Fortunately, the preceding excuse for Jive to pay for drinks half-day session with Jive users based in the northeast was actually productive. Lots of users shared their insights, challenges, successes and lessons learned in a dynamic, energetic format that deftly blended presentation and participation. The result was a highly engaging and productive half-day session of Jive users. As I replay the event in my mind, there are 5 things that stick out as important lessons to remember whether you are presiding over a mature community or are still working to gain the internal OK to pursue such an option:

  1.  Help people achieve their goals – stated and unstated – This includes business objectives, workflow and process innovation, team-building goals or even strategic positioning within the organization. If you help your users derive value from the tool, the case for them to use it will be self-evident.
  2. “Measure what you can affect, affect what you can measure” – Focusing your efforts on items where you can quantify impact helps you tell a compelling story about the viability of your tool. Identify those areas and spend your energy and resources to make them work. And then let people know!
  3. Top down, meet bottom up – It’s critical to have executive-level support for an initiative that requires this level of organizational investment. But without people using and benefit the tool, you’re left with an attractive shell. Find and work closely with advocates to build solid use cases early so that senior level advocacy and grassroots action can meet.
  4. Know your organization – You (hopefully!) have a strong understanding of how your organization works. You can use this knowledge to your advantage. Target the high profile business unit or leader. Find “friends” with influence and clout (and maybe Klout if you’re lucky) to drive utilization and champion your work.

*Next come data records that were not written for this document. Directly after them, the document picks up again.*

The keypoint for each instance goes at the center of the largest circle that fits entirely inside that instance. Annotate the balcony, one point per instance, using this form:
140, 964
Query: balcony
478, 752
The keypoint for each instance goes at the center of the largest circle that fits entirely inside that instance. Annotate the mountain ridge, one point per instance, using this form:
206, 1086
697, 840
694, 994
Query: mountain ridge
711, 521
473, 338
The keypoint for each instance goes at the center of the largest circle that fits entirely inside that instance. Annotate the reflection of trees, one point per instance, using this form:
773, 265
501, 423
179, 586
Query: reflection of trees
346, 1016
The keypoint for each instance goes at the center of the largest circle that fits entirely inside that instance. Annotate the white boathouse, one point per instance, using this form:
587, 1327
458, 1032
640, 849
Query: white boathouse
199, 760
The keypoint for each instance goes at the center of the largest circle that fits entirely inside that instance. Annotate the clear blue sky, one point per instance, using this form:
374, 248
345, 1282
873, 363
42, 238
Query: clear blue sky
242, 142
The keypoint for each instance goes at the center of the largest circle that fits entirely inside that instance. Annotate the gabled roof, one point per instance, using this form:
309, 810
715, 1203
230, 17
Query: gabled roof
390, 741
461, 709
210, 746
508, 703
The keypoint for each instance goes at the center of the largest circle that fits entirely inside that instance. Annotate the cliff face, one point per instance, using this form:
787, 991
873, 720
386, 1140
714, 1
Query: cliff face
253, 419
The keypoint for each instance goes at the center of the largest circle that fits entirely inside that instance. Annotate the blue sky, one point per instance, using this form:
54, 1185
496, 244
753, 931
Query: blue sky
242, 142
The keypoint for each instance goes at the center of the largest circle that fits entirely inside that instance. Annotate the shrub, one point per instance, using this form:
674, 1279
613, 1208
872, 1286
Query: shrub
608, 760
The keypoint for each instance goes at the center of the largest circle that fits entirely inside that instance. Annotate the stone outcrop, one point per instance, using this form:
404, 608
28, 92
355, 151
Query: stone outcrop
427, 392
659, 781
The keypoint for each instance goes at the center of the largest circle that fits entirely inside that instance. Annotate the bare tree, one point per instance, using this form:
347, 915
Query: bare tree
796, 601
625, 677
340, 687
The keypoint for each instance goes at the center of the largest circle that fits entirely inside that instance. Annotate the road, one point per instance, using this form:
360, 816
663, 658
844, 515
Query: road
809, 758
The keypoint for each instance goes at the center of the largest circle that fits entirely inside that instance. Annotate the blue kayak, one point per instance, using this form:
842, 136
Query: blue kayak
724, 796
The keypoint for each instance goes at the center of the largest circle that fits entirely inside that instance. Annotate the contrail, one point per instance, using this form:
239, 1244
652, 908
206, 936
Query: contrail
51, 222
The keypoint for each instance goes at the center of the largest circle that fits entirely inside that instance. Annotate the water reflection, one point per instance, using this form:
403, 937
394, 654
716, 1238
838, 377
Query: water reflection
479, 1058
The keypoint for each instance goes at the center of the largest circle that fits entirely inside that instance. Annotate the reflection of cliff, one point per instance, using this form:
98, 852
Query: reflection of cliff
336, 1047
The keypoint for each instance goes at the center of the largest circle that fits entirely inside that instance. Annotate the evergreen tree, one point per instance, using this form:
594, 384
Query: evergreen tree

  5. Surface great content – As users begin to share great content, be sure to give them the spotlight. Feature their content prominently for other users to see. Publically and privately thank them for their contributions and encourage them to share more. This will help to make your site a destination for expertise and interaction that is related to the work that your employees do daily.

Just like my iPhone, when we as social evangelists do what we are supposed to do, our battery may get drained. The nearly empty battery can be written on our tired brows or well-used, stained coffee mug on our desks. That’s why gatherings like this are important. We can connect with each other and recharge each other to lead our organizations into increasing levels of productivity and innovation. I look forward to helping employees achieve goals, measuring effectiveness and sharing stories and great content. And I look forward to being plugged in at a future gathering to regain my strength.